Activated microglia contribute to cell death in ischemic and neurodegenerative disorders of the central nervous system. Microglial activation is regulated in part by NF-κB, and the nuclear enzyme poly(ADP-ribose) polymerase-1 (PARP-1) enhances NF-κB binding to DNA. Here, the role of PARP-1 in microglia-mediated neurotoxicity was assessed using microglia from wild type (wt) and PARP-1−/− mice. Cultured microglia were incubated with tumor necrosis factor á (TNFα), a cytokine that is upregulated in many neurological disorders.
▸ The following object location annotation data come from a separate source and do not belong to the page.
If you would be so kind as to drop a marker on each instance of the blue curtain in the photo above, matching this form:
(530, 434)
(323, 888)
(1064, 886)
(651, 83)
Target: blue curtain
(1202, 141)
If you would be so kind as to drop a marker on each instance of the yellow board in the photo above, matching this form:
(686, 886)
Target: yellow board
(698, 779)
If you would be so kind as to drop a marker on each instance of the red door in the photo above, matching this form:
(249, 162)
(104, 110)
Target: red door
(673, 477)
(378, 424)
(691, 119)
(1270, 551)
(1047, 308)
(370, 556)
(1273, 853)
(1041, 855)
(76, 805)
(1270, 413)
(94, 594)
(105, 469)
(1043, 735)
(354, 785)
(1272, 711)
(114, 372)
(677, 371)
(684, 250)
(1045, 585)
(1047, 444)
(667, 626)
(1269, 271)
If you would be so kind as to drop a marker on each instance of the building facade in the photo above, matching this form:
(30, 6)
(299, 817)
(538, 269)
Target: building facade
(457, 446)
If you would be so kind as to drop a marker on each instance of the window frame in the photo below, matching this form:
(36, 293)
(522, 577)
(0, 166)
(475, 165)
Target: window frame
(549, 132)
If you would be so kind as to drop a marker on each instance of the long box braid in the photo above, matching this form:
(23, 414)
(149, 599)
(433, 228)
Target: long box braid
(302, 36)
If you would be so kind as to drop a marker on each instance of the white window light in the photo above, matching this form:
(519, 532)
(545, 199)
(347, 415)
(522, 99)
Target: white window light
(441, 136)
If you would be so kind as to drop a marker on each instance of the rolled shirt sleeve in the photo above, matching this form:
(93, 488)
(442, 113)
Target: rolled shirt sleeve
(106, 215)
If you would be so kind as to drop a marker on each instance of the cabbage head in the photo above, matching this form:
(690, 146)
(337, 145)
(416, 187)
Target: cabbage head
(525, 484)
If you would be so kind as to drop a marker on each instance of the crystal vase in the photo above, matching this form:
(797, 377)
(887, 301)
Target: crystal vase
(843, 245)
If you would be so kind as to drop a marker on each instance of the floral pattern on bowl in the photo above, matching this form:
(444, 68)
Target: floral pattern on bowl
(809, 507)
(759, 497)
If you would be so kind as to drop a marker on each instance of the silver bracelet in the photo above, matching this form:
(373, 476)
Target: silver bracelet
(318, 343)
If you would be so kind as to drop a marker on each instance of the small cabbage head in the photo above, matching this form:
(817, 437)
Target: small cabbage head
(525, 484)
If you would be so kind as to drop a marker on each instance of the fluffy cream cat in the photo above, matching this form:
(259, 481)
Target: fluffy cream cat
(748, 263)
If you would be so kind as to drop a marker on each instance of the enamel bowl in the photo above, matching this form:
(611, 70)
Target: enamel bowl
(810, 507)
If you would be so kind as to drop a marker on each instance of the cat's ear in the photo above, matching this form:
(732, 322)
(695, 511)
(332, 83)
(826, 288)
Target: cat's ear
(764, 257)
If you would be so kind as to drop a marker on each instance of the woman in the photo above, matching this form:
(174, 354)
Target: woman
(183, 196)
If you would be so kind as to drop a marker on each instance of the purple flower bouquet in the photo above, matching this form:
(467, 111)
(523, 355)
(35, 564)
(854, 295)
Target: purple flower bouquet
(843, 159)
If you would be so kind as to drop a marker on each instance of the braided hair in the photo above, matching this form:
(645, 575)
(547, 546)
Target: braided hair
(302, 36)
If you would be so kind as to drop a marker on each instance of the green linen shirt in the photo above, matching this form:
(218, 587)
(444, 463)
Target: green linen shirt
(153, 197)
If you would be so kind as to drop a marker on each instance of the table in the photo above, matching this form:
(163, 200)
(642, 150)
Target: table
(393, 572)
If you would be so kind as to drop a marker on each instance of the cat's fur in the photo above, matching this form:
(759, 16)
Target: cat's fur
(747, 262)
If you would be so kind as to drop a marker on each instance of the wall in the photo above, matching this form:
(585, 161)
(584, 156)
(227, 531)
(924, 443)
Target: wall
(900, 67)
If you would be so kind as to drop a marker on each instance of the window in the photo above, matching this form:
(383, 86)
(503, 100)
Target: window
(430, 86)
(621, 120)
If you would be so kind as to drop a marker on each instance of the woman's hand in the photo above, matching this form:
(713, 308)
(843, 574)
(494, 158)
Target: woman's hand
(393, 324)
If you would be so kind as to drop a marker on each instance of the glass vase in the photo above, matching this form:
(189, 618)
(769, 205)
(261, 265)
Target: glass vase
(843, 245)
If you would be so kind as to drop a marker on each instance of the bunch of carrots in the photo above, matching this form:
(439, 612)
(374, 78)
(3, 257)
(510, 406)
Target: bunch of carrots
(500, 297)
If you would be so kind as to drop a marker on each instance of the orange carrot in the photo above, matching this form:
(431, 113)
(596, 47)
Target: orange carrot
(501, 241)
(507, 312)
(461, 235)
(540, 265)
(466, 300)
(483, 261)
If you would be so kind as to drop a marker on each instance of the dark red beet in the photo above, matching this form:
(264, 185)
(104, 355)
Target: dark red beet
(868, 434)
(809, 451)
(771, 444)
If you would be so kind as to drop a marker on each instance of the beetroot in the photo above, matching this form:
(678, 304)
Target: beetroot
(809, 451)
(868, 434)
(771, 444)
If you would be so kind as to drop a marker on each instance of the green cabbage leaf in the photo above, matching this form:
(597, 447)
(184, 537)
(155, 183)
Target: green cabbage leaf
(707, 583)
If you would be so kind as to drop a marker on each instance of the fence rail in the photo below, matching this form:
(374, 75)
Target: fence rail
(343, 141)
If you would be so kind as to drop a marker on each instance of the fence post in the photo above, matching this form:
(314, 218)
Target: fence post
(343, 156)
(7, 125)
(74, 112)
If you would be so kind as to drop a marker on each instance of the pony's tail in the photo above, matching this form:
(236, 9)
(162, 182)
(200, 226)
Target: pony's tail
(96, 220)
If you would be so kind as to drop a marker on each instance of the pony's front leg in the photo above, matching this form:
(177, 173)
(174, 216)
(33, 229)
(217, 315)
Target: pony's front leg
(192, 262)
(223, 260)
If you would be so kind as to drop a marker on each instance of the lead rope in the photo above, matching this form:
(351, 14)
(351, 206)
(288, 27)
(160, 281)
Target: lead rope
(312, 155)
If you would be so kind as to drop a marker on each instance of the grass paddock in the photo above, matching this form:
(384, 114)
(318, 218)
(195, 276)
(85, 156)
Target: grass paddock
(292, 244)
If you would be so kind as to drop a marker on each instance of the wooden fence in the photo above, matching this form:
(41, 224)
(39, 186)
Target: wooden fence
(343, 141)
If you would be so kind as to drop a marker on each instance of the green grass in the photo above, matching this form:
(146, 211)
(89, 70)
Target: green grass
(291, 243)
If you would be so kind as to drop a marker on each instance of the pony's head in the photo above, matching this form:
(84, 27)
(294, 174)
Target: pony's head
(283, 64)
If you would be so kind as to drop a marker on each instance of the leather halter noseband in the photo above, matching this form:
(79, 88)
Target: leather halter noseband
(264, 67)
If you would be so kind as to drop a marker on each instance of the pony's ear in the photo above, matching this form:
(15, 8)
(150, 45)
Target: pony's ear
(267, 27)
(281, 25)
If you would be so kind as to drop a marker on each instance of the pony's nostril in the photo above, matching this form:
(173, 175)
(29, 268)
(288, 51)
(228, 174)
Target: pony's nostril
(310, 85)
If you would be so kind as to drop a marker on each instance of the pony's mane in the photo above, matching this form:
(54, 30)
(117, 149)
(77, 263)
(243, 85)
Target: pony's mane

When stimulated with TNFá, wt microglia proliferated, underwent morphological changes characteristic of activation, and killed neurons placed in co-culture. The effects of TNFα were markedly attenuated both in PARP-1−/− microglia and in wt microglia treated with the PARP enzymatic inhibitor 3,4-dihydro-5-[4-(1-piperidinyl)butoxy]-1(2 h)-isoquinolinone (DPQ). These effects were also blocked by (E)-3-(4-methylphenylsulfonyl)-2-propenenenitrile (BAY 11-7082), which inhibits translocation of NF-κB to the nucleus. TNFα also upregulated microglial release of matrix metalloproteinase-9 (MMP-9), an enzyme with potential neurotoxic properties that is transcriptionally regulated by NF-κB. This upregulation was blocked in PARP-1−/− microglia and in wt microglia by the PARP inhibitor DPQ. Microglia from MMP-9−/− mice were used to evaluate the contribution of MMP-9 to microglial neurotoxicity. MMP-9−/− microglia treated with TNFα-showed substantially reduced neurotoxicity relative to the wt microglia. TNFα-stimulated wt microglia treated with the MMP inhibitor ilomastat also showed reduced neurotoxicity. These findings suggest that PARP-1 activation is required for both TNFα - induced microglial activation and the neurotoxicity resulting from TNFα - induced MMP-9 release.